Ben Cobley criticizes the "ideological feminism" of Laurie Penny and others:

The idea there is a system perpetuating male privilege seems strange...This theory of patriarchy would be an almost perfect example of what Karl Popper called 'pseudo-science' if only its advocates claimed any sort of scientific backing. Instead feminists use the term as a free-standing fact that does not need serious evidential or logical support. The existence of patriarchy and the structures and systems which support it have to be taken on trust.

I'm not sure about this. I suspect that Laurie's ideas can be translated into scientific terms.

One thing we know about societies is that they are path-dependent; even quite distant history shapes behaviour decades later. For example, the extent of anti-Jewish pogroms in the 14th century predicted (pdf) the extent of Nazism; variations in the prevalence of US slavery are correlated (pdf) with variations in the black-white educational gap today; tax avoidance is widespread in Greece because it was seen as a patriotic duty under Ottoman rule. And so on. It is therefore surely plausible that today's societies contain at least some traces of their past sexism.

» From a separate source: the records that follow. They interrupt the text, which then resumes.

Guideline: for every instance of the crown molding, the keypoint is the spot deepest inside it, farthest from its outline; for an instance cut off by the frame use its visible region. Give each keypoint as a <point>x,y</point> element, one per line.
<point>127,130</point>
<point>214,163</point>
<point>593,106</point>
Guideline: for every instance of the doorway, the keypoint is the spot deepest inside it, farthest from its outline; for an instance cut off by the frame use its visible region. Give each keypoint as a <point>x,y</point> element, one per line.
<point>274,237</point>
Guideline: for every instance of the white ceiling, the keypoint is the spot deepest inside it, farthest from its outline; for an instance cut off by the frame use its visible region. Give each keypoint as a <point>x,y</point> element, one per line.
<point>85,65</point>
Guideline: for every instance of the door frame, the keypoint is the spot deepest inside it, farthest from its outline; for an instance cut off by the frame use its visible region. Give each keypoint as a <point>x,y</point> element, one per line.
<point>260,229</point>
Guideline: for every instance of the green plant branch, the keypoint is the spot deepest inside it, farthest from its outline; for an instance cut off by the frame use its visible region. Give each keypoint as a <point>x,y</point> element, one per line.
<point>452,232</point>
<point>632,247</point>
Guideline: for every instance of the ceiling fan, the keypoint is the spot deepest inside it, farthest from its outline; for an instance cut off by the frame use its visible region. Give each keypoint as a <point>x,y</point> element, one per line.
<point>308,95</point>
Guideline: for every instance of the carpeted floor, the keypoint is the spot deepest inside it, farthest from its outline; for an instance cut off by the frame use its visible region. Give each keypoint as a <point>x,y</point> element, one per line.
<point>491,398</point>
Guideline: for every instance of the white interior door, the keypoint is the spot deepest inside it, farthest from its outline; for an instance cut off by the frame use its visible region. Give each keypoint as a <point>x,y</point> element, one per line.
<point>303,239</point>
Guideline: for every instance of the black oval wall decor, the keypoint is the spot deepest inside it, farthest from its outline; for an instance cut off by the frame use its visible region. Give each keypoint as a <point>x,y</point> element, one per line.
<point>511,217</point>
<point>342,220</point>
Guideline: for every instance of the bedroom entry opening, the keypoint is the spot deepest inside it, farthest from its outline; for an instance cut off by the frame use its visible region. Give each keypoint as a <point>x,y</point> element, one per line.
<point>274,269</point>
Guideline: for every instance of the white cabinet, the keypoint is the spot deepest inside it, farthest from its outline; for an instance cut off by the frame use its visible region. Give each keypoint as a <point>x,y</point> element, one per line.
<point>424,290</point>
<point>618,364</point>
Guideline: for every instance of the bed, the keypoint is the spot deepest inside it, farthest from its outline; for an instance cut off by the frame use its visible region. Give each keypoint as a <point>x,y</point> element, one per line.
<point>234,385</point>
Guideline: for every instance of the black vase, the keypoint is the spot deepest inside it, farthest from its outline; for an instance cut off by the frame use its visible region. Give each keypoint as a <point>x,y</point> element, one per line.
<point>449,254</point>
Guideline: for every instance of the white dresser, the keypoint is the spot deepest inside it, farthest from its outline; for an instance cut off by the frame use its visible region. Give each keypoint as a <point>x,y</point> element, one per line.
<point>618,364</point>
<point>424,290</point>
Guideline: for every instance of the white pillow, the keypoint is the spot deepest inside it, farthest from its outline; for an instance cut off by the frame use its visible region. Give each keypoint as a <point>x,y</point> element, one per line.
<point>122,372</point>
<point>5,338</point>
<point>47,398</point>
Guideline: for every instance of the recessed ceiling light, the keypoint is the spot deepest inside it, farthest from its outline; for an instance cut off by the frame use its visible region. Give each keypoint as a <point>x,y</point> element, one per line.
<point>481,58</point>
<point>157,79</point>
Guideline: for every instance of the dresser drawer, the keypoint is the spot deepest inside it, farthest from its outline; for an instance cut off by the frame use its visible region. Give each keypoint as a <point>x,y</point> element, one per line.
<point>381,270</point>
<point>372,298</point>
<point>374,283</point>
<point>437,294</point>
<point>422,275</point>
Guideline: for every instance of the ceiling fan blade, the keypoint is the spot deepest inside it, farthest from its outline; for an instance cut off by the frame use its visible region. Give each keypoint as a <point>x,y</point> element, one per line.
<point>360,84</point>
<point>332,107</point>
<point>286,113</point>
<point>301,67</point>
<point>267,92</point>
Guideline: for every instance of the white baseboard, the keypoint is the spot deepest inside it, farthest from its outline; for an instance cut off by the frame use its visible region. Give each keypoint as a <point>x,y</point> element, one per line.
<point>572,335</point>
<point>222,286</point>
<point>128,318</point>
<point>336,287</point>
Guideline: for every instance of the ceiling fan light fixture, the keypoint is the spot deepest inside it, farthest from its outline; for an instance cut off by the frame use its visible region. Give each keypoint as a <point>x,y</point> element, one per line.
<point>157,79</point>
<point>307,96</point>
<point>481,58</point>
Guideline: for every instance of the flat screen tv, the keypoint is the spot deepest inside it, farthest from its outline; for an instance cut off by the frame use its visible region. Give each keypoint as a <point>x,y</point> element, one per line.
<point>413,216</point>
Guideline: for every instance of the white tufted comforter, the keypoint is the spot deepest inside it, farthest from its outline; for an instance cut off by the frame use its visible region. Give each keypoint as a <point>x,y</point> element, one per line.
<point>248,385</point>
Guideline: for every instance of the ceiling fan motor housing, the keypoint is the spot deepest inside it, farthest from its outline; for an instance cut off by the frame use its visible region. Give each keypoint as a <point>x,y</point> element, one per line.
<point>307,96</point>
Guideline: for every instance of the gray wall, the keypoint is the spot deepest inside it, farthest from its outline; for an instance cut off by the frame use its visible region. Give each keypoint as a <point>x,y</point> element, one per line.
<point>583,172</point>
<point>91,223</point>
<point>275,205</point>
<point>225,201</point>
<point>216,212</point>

There are (at least) four inter-related mechanisms through which this might be so:

- The just world effect.People develop theories to justify inequality. It could be, therefore, that ideas of differences between men and women developed in response to inequalities between them, as an attempt to rationalize those inequalities. Such ideas mean that misogyny is tolerated.

- Stereotype threat and the Pygmalion effect. The Stanford prison and Oak School experiments show that people tend to live up (or down) to labels that are assigned to them even randomly; for example, children who are randomly labeled intelligent go on to do better on IQ tests than those not so labeled, and "guards" quickly become dominant whilst "prisoners" become submissive. Isn't it likely that a similar thing happens to genders - that (some) men conform to masculine stereotypes of ambition, dominance and violence and (some) women to stereotypes of docility? Empirical research shows they do. Laboratory experiments have found that women can be primed to do badly on "masculine" tasks, and research shows that when women are partially freed from their stereotype by attending all-girl schools, they choose more "masculine" subjects and become more competitive.

- Minority behaviour matters. Violent behaviour by some men can drive many women out of the public sphere. And this process can be self-perpetuating because...

- Role models matter. If we see people like us doing something, we'll be inclined to do it ourselves. The mere fact that many professions are dominated by men can therefore cause them to remain so dominated, because younger men are attracted into them and women deterred. As Akerlof and Kranton say:

In every social context, people have a notion of who they are, which is associated with beliefs about howe they and others are supposed to behave. These notions...play important roles in how economies work. (Identity Economics, p4)

What I'm saying here is that "patriarchy" might be a shorthand term for the fact that gender inequalities, like much else in the social sciences, are an emergent process. They arise not because of a conscious conspiracy, but as the unintended result of mechanisms. Perhaps, then, the concept of patriarchy is more scientific than the "not all men" trope.